W sobotę 17 grudnia pojechaliśmy z uzbieranymi w szkole słodyczami do Domu Dziecka w Płońsku. Niektórzy przynieśli również maskotki.
Na miejscu czekały już na nas nasze koleżanki Ania i Asia, które od niedawna pomagają w Domu Dziecka. Odwiedziliśmy grupę najmłodszych wychowanków. Obecnie jest ich czworo. Same dziewczynki - najmłodsza ma 10 miesięcy, a najstarsza dwa latka.
Czas minął na zabawie. Na zakończenie naszej wizyty wręczyliśmy dziewczynkom paczki ze słodyczami (najmłodsza dostała też smoczek). Nie zapomnieliśmy też o grupie starszaków. Dla nich też przygotowaliśmy słodką niespodziankę.
Żal było nam stamtąd odjeżdżać. Dziewczynki są takie "słodkie". Fajnie, że chociaż na chwilę każdy z nas mógł się stać świętym Mikołajem.
Żegnając się z dziewczynkami postanowiliśmy sobie, że zorganizujemy podobną akcję przed Świętami Wielkanocnymi i znowu je odwiedzimy. Ciekawe czy nas poznają?
Moi kochani.Ja wiem,że dzieci są przesłodkie.I nie jedna osoba na pewno chciałaby widywać je częściej.A jaki w tym problem?Istnieje przecież wolontariat.Może jeszcze nie teraz ale za jakieś 3 lata też na pewno będziesz mogła rozpocząć wolontariat Dominiko.
wszystkie dzieci są fajne, a Ala jest przesłodka:) przyjemnie jest rozdawać im słodycze i bawić się razem z nimi :)

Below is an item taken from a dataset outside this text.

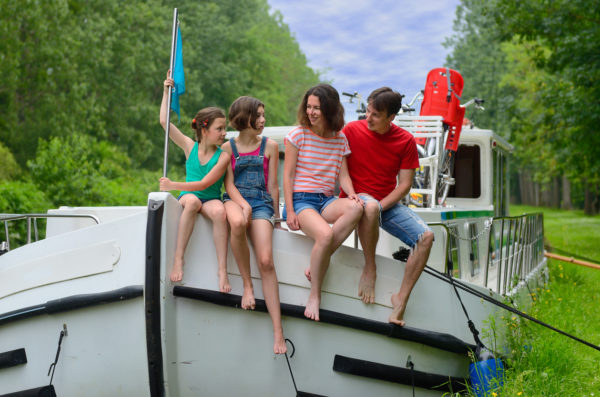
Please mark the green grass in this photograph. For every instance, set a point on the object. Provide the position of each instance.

Kochani! Napawa mnie ogromna duma i wielka radość, że mam tak wspaniałych pomocników jak Wy, którzy wyręczają mnie w tej niezwykłej pracy rozdawania prezentów. Prawda, że dawanie jest równie przyjemne od dostawania?! Wasze szlachetne czyny zostaną wynagrodzone. Moje renifery już gotują się do wyjazdu. Z Laponii długa droga, ale do Waszych domów na pewno zdążę na czas!
Ja też przyniosłam słodycze. Bylam w Domu Dziecka, żeby przekazać je dzieciom. Bardzo polubilam małą Natalkę i chcialabym jeździć tam częściej.
Podziękowania dla wszystkich, którzy przynieśli słodycze i maskotki. Widać, że macie wielkie serca i potraficie dzielić się z innymi.